Many of the reports of untold Internet wealth come from those who profit from the frenzy in the industry – their objectivity is often questionable. And just like the music biz, for every shooting star there are thousands of Internet wanna-bes banging away in seedy bars while holding down a day job.

Internet entrepreneurship is very like pop music. If Sony knew for sure how to engineer a hit they would only publish a few CDs a year. The model is that you keep throwing them at the wall and see what sticks. Same with websites. So many aspiring intrapreneurs seek that one great idea that will go platinum, like Craigslist or Skype or Facebook or Digg or YouTube or Wikipedia or MegaUpload or GameFAQs or so many others.

I have my favourite examples, where I think “dang, I should have thought of that!” These include Neopets, tinyURL, Wikia, MissBimbo and the New York Times.

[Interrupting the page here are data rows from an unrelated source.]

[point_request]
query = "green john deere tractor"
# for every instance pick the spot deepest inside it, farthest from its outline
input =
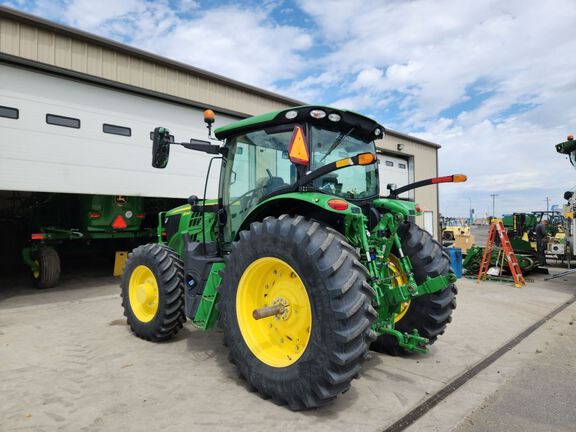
(299, 260)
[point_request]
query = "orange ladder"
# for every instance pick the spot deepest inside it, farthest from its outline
(497, 227)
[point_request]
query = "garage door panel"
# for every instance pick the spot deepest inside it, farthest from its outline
(36, 156)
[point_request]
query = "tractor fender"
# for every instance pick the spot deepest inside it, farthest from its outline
(309, 204)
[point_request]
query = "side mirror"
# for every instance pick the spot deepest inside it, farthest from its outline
(161, 140)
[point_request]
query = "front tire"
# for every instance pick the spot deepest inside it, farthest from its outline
(153, 292)
(429, 314)
(48, 273)
(308, 355)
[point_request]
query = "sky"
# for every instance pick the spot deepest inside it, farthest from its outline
(493, 82)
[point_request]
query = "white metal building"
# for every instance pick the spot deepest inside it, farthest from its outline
(76, 111)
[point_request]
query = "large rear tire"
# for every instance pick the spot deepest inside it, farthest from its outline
(153, 292)
(48, 273)
(307, 355)
(429, 314)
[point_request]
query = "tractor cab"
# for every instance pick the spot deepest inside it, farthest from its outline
(273, 156)
(304, 149)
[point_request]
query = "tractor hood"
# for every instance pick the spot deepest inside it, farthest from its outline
(326, 117)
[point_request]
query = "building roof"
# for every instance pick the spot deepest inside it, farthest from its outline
(138, 53)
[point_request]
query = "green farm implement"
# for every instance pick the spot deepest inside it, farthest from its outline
(299, 259)
(75, 223)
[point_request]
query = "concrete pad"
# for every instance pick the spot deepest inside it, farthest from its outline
(531, 388)
(73, 365)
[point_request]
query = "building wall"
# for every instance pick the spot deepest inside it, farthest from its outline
(59, 49)
(424, 159)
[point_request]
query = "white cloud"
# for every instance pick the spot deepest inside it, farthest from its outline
(491, 81)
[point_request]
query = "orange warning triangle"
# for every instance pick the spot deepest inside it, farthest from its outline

(Just kidding about that last one, but let us consider it for a moment. It illustrates the point that along with the Internet poster-children of pure e-commerce, there is another large group of sites that succeeds on the Internet because they are just another channel to a successful bricks-and-mortar business. And contrary to common assumption, Amazon is more part of this latter group. Even though it was born from the Internet, it needs serious real-world infrastructure investment and management, so I do not consider it a pure Internet play. Other examples are CafePress and Lulu.)

That's A Lot Of Blogs

But for every success there are thousands of failures. Right now my most successful site has a traffic rank on Alexa of 1,341,140. That’s right -– it is on its way to being the millionth-most-popular site on the Web.

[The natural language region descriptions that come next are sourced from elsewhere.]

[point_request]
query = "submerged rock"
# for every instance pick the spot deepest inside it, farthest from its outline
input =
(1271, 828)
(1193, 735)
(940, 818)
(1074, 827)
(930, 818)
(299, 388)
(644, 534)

Blogging is the latest big thing: we’ll all grow rich by exposing our brilliance and wit to the world, who will come in droves to click on Adsense links and product referrals. ProBlogger tells us about the six-figure sites, but Technorati tells me they are “currently tracking 112.8 million blogs”.

The odds are against us.

The ones who really get rich in the music industry are the venue owners, publishers and promoters. In the same way the big winners on the Internet are the advertising middlemen like Google, and the myriad hosting companies. Thousands of aspirants risk their time and money each month chasing success and almost all of them lose.